The degree of specificity of phage therapy can also be considered as one of its downfalls. Many scientists have abandoned phage therapy as a realistic potential treatment as the exact strain of bacteria often must be known before administration. Also, phage therapy is considered inappropriate in the case of infections arising from burns, which are often caused by multiple different strains of bacteria.

However, a study published in Cell Reports found that the host range of the Listeria phage PSA could be widened by producing new phages with altered receptor binding proteins. The new phages could recognise new receptors that were found on multiple different harmful bacteria and, therefore, were more successful at treating infections.

Analysing phage therapies’ benefits in comparison to antibiotics also helps to  clear up the picture. Phage therapy has in some cases been seen to have multiple benefits when compared to antibiotics. For example, unlike antibiotics, phage therapy can often be effective after only one dose, as phages are self-replicating; a Nature Paper cites that a single bacteriophage infection often leads to over 200 new bacteriophages being produced.

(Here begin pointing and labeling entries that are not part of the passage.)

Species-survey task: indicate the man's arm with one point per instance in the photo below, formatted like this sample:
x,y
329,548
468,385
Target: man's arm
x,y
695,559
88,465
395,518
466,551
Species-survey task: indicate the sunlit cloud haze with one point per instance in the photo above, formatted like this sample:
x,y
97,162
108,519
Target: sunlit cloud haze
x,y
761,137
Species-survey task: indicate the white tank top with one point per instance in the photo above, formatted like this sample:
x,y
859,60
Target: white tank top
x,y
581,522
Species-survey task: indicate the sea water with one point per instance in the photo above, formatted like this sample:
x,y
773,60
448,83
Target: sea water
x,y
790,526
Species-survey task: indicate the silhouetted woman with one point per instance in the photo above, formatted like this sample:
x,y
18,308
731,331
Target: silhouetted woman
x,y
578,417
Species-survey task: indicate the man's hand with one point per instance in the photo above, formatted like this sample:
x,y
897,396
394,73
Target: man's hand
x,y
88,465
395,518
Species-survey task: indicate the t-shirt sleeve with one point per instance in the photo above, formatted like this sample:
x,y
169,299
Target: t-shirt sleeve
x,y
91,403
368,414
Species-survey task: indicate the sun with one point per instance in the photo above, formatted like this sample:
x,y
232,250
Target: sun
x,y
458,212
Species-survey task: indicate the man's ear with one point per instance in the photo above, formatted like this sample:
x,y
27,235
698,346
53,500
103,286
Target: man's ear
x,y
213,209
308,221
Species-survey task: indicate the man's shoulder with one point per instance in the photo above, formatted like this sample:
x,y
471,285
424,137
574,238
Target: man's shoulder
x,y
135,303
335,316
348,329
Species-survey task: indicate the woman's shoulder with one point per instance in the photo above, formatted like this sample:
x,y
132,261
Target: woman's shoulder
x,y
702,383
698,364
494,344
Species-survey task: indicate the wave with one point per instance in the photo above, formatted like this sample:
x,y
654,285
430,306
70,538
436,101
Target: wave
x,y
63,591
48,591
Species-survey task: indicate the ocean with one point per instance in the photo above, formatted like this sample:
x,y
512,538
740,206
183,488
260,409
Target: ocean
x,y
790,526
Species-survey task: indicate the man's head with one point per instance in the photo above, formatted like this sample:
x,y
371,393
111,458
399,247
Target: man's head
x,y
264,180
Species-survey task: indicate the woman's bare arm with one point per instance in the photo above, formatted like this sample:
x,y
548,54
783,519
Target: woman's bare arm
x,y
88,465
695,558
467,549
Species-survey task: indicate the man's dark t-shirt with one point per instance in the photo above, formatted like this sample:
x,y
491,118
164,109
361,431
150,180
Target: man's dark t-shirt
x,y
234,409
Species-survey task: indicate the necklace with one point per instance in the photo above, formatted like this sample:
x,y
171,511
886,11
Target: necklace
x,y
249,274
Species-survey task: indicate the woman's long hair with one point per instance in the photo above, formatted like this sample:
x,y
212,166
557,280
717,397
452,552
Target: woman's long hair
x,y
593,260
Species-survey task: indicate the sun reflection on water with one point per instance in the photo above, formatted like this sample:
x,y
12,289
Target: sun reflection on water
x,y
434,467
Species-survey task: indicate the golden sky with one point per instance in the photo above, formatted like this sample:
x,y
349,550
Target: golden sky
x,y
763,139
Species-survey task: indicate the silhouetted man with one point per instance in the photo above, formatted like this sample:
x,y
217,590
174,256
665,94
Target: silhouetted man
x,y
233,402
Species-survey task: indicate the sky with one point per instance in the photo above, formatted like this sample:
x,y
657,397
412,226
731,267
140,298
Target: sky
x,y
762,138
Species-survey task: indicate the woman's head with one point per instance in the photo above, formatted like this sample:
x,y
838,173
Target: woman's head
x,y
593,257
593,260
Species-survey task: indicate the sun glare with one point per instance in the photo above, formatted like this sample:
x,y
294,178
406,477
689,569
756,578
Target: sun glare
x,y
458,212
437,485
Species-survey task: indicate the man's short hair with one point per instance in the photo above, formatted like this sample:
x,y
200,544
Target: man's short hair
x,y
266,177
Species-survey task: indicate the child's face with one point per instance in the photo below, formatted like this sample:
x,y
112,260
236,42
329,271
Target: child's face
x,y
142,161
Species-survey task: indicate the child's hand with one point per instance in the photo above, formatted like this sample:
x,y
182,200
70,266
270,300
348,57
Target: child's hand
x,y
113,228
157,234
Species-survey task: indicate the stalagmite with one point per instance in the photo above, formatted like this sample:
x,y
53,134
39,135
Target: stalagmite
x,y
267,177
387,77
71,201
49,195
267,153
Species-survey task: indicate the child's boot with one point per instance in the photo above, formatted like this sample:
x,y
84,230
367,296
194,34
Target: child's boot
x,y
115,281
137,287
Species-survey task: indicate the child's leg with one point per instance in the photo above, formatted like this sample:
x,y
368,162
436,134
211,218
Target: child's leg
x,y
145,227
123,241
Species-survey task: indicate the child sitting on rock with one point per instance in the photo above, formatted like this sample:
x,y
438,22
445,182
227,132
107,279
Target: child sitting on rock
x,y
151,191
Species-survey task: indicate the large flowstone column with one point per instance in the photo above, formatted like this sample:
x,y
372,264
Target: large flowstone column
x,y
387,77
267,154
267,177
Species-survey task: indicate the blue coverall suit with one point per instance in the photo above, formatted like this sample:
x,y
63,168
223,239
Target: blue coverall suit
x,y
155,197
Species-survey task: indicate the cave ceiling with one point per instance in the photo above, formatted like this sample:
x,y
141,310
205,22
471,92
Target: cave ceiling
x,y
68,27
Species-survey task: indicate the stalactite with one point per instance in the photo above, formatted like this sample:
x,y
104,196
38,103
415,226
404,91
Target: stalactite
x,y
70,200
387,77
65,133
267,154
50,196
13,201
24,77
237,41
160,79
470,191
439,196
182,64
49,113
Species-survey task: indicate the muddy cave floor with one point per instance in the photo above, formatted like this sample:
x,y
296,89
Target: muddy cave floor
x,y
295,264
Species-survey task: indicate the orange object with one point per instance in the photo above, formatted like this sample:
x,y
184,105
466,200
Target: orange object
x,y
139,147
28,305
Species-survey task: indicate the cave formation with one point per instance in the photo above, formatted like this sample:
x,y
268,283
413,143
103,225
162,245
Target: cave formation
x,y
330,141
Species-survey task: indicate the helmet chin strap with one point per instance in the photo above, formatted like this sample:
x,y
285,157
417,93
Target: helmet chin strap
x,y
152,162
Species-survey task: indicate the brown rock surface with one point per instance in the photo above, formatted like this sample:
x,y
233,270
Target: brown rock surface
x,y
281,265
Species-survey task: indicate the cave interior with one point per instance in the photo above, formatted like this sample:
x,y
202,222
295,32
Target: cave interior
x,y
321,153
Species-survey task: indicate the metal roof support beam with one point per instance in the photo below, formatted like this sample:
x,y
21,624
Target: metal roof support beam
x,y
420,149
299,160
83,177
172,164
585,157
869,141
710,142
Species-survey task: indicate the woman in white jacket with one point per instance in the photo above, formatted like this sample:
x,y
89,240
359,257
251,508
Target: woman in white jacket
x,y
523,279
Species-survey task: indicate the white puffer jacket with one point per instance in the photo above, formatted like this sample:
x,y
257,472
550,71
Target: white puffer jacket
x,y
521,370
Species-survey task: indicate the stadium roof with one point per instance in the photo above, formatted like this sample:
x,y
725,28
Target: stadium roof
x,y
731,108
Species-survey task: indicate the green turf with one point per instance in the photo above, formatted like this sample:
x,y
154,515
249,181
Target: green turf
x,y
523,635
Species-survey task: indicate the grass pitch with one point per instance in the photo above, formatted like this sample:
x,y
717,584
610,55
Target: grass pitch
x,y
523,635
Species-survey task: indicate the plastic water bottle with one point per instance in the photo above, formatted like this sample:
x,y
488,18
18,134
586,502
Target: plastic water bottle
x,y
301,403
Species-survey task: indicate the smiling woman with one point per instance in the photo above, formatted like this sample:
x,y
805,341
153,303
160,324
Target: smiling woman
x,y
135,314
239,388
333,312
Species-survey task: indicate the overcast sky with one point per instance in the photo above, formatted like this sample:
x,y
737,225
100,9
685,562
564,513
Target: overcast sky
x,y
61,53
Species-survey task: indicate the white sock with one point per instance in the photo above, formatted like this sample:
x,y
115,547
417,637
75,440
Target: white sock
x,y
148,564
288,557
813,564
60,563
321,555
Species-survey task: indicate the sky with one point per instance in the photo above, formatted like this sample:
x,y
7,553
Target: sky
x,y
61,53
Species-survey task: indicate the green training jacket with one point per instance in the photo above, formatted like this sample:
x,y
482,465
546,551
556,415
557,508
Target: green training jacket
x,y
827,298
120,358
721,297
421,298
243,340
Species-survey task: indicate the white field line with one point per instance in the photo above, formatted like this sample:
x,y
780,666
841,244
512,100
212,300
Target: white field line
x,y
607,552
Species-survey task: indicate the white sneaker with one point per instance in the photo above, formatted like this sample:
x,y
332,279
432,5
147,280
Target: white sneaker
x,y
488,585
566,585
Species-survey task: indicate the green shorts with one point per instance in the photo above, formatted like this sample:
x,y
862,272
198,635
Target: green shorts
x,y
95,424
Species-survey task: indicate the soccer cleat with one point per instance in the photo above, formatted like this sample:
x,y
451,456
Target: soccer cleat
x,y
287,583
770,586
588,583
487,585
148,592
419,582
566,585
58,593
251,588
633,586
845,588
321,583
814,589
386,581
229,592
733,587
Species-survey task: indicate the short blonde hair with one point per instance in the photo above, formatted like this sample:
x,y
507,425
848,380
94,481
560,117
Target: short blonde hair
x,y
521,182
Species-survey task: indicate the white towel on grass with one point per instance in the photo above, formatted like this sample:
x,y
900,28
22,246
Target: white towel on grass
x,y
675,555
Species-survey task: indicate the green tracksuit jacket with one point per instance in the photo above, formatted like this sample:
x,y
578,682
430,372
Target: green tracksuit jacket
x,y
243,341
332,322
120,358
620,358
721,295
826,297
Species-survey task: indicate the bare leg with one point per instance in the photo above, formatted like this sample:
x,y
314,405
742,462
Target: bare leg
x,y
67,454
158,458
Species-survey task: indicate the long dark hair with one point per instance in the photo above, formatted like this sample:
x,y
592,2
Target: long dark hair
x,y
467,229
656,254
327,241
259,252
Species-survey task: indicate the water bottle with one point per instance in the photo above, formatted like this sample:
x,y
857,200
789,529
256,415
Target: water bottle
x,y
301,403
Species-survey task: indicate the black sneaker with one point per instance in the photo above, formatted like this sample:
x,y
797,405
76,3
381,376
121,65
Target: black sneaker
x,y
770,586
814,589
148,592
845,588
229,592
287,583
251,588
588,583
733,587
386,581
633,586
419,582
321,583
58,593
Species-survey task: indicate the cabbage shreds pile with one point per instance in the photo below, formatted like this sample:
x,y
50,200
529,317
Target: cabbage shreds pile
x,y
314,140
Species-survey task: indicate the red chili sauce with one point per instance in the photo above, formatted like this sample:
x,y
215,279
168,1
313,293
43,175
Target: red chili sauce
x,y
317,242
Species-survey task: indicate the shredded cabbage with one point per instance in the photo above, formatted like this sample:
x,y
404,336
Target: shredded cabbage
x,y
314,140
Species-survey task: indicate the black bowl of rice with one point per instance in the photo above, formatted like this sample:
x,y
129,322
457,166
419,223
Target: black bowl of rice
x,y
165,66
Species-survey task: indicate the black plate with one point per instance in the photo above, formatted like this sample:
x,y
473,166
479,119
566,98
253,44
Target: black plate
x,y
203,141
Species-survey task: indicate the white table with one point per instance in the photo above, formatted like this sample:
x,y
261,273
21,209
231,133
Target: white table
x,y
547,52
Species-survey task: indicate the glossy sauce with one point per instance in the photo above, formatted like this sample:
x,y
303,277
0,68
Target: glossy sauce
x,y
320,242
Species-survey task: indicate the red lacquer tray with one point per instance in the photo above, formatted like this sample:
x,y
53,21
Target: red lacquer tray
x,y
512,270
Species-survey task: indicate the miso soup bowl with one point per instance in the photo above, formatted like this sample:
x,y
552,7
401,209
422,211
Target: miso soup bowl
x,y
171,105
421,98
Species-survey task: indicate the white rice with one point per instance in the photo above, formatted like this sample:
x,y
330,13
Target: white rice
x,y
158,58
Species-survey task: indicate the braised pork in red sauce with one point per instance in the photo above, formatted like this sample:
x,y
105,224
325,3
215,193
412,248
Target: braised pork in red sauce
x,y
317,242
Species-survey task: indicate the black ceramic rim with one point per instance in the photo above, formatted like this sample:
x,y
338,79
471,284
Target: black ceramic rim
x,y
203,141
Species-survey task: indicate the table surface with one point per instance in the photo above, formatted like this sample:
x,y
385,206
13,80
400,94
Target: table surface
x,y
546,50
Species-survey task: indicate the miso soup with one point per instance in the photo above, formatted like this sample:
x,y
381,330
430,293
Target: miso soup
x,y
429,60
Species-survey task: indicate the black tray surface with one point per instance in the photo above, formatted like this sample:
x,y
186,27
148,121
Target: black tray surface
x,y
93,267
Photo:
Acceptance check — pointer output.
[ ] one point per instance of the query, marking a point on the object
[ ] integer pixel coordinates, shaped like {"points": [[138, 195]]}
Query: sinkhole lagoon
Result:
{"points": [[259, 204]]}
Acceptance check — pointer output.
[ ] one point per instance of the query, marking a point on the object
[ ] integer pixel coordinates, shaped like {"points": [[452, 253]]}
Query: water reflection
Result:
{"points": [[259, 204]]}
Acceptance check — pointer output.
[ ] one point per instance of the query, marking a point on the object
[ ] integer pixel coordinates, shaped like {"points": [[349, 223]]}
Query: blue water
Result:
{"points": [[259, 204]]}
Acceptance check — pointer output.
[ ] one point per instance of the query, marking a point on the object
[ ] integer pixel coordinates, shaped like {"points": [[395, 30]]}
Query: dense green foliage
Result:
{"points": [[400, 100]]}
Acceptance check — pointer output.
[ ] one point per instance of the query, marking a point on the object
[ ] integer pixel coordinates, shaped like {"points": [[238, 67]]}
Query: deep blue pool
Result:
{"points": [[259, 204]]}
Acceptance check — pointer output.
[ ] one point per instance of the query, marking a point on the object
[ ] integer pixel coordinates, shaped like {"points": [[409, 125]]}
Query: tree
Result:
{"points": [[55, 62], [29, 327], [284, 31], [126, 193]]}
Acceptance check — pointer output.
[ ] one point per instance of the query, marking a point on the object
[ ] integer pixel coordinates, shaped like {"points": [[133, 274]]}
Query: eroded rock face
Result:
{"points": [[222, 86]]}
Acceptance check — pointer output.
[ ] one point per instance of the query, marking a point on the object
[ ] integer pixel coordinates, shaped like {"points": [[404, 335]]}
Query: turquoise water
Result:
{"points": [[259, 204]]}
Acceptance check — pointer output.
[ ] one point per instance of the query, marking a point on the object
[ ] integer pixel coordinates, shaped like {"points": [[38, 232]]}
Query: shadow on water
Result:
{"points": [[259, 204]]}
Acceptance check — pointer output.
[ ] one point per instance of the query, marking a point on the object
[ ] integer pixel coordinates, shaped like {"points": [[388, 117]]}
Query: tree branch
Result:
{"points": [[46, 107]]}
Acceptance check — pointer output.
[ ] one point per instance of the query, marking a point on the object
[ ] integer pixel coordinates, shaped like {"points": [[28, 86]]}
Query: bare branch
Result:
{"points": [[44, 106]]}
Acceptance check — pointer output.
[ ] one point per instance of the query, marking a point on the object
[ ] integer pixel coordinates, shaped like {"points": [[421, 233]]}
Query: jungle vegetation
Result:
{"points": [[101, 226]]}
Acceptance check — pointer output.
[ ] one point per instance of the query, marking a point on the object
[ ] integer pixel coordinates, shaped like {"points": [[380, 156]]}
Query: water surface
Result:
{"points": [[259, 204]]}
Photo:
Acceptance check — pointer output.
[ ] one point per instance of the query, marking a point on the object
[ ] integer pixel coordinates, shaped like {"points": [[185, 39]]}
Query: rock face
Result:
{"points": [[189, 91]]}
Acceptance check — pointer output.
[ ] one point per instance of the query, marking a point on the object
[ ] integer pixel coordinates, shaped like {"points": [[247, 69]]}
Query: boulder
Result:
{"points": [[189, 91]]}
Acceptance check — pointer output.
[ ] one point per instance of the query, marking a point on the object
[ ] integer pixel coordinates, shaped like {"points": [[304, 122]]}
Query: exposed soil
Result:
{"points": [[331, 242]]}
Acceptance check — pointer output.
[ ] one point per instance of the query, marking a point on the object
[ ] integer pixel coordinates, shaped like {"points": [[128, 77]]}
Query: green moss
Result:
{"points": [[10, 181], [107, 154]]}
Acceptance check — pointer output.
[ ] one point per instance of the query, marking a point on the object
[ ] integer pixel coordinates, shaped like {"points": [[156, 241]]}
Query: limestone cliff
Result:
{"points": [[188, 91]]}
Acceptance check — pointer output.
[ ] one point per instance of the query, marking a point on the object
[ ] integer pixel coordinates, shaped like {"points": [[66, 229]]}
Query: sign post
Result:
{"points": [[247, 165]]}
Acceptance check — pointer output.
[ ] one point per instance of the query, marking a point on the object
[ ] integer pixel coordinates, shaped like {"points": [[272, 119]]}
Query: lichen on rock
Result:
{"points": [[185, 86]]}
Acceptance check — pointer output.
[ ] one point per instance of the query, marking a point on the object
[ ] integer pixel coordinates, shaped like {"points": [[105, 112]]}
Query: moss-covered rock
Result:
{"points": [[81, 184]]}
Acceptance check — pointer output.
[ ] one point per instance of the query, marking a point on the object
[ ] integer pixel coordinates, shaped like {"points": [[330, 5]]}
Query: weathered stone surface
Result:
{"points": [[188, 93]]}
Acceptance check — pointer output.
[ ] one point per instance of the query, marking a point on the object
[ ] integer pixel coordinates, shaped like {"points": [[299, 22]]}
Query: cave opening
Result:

However, the most drastic advantage is the fact that bacteriophages can penetrate biofilms, which is often a major obstacle for antibiotics. Biofilms are produced by bacteria when they work together to produce a city of bacteria embedded in a secreted carbohydrate and protein mixture which acts like concrete. Hence, protecting bacterial colonies from incoming danger such as antibiotics. But phages possess enzymes which allow them to break down biofilms,  leaving the bacteria exposed and easier to kill.

Some phages have even been engineered in the lab to improve their biofilm-breaking capability. For example, an article published in Trends of Microbiology stated how the instructions encoding biofilm disrupting enzymes were incorporated into bacteriophages that could be used to treat human infections. The new engineered phages were able to more effectively lyse bacteria cells within biofilms and expose embedded bacteria in the middle of the colony. Therefore making them more susceptible to both phage and antibiotic treatments. 

With a health system that can no longer deal with the increasing number of antibiotic resistant bacteria we must turn to new methods of treating bacterial infections. The antibiotic pipeline is quickly drying up and new diseases demand new treatments. But only future research will tell whether bacteriophage therapy can become a viable alternative.